Interessant für Gegner wie Befürworter der Windkraftanlagen: Die von der Bayerischen Staatsregierung geforderte Regelung, dass der Abstand zwischen Windkraftanlage und Wohnbebauung zehnmal so groß sein muss wie die Höhe der Anlage, kann in Eismannsberg nicht eingehalten werden. Allerdings soll eine Öffnungsklausel gelten, die es jeder Kommune erlaubt, sich darüber hinwegzusetzen, wenn das vor Ort bewünscht wird.

In Eismannsberg wird es sicher nicht von allen gewünscht. Ortssprecherin Christa Wild kündigte im Ausschuss bereits an, dass die Altdorfer mit heftigem Widerstand aus Eismannsberg rechnen müssen.

Der Bebauungsplan für die Windräder legt auch die Zufahrten fest und den Schallschutz. Hierzu ist jedoch, darauf wies Bauernschmitt ausdrücklich hin, ein weiteres Gutachten nötig. Gemeinsam mit dem Landratsamt will man das weitere Vorgehen abklären. „Wir gehen aber davon aus, dass wir die zulässigen Werte bei weitem unterschreiten“, so der Planer.

Bürgermeister Odörfer fasste kurz den weiteren Verfahrensverlauf zusammen: Der Bebauungsplan wird für die Öffentlichkeit ausgelegt und verschiedenen Behörden, den sogenannten Trägern öffentlicher Belange, zugestellt. Öffentlichkeit wie Behörden werden ihre Bedenken und Anregungen zum Plan abgeben können, womit sich dann der Stadtrat befassen muss. Dann wird der Plan erneut ausgelegt und muss in seiner abschließenden Form wiederum vom Stadtrat gebilligt werden.

Realisierung unklar

„Wenn das jetzt scheitert“, warnte Dr. Johann Pöllot (CSU), „dann haben wir keine Einflussmöglichkeiten mehr, wo wieviele Windräder auf dem Gebiet der Stadt entstehen können.“ Deshalb hat die Stadt sich für die Konzentrationsfläche und für die Realisierung über einen Bebauungsplan entschieden. Der kostet Geld. „Und es werden noch weitere Kosten entstehen“, so Guido Bauernschmitt.

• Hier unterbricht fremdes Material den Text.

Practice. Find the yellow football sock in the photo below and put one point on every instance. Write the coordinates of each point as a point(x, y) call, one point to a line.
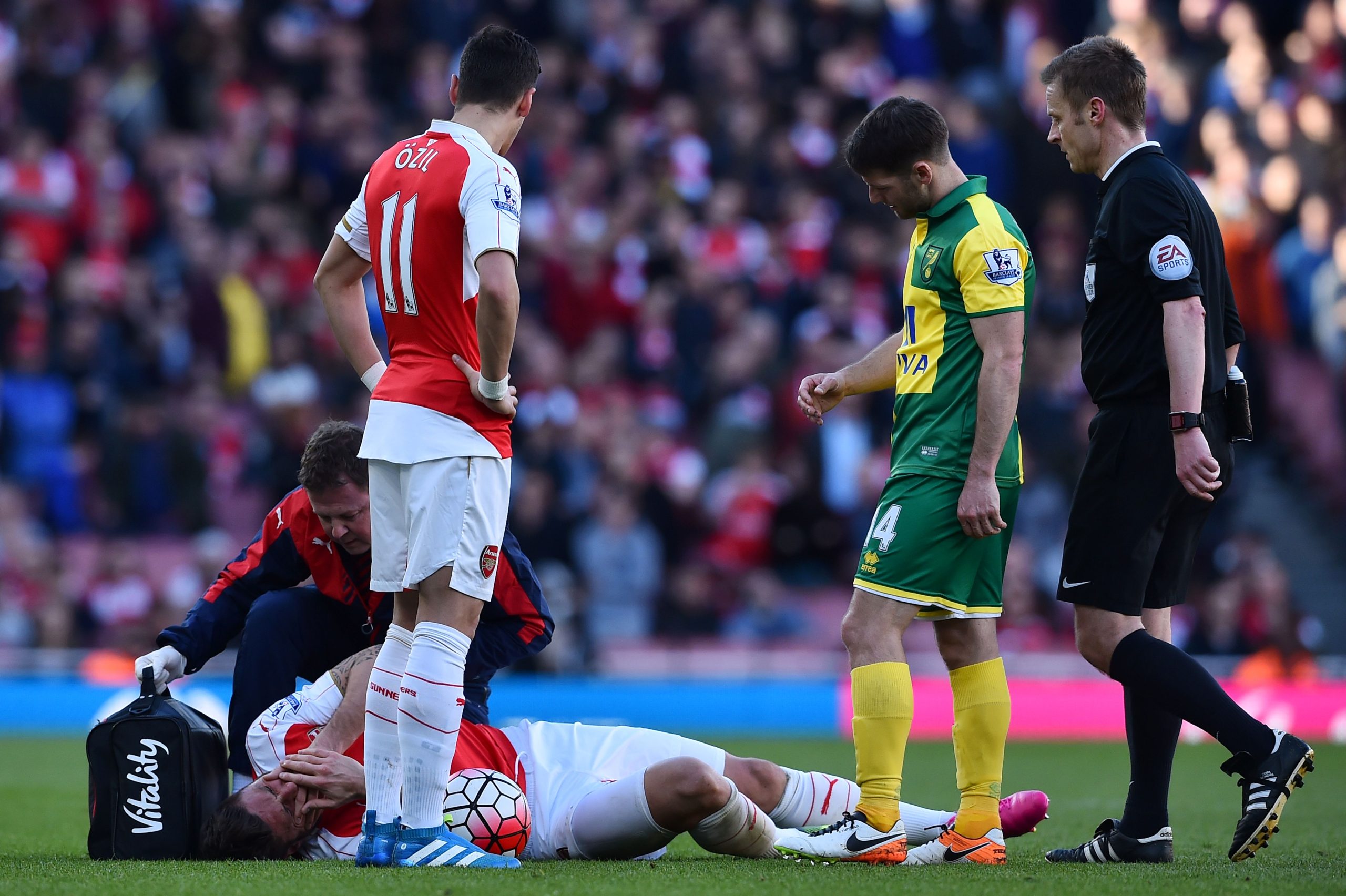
point(980, 727)
point(882, 700)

Der Planer empfahl deshalb den Altdorfern, sich nach einem Projektentwickler umzusehen, der die Kosten übernimmt. Jetzt will man jedenfalls schnell vorankommen. Mit dem Bebauungsplan ist das sicher möglich, ob es mit der Realisierung ebenso klappt, steht jedoch auf einem anderen Blatt, da die Grundstücksangelegenheiten in der Konzentrationsfläche Windenergie immer noch offen sind.

Wie mehrfach berichtet, wurden hier im Rahmen der Flurerneuerung Grundstücke getauscht, die notariellen Eintragungen fehlen aber noch.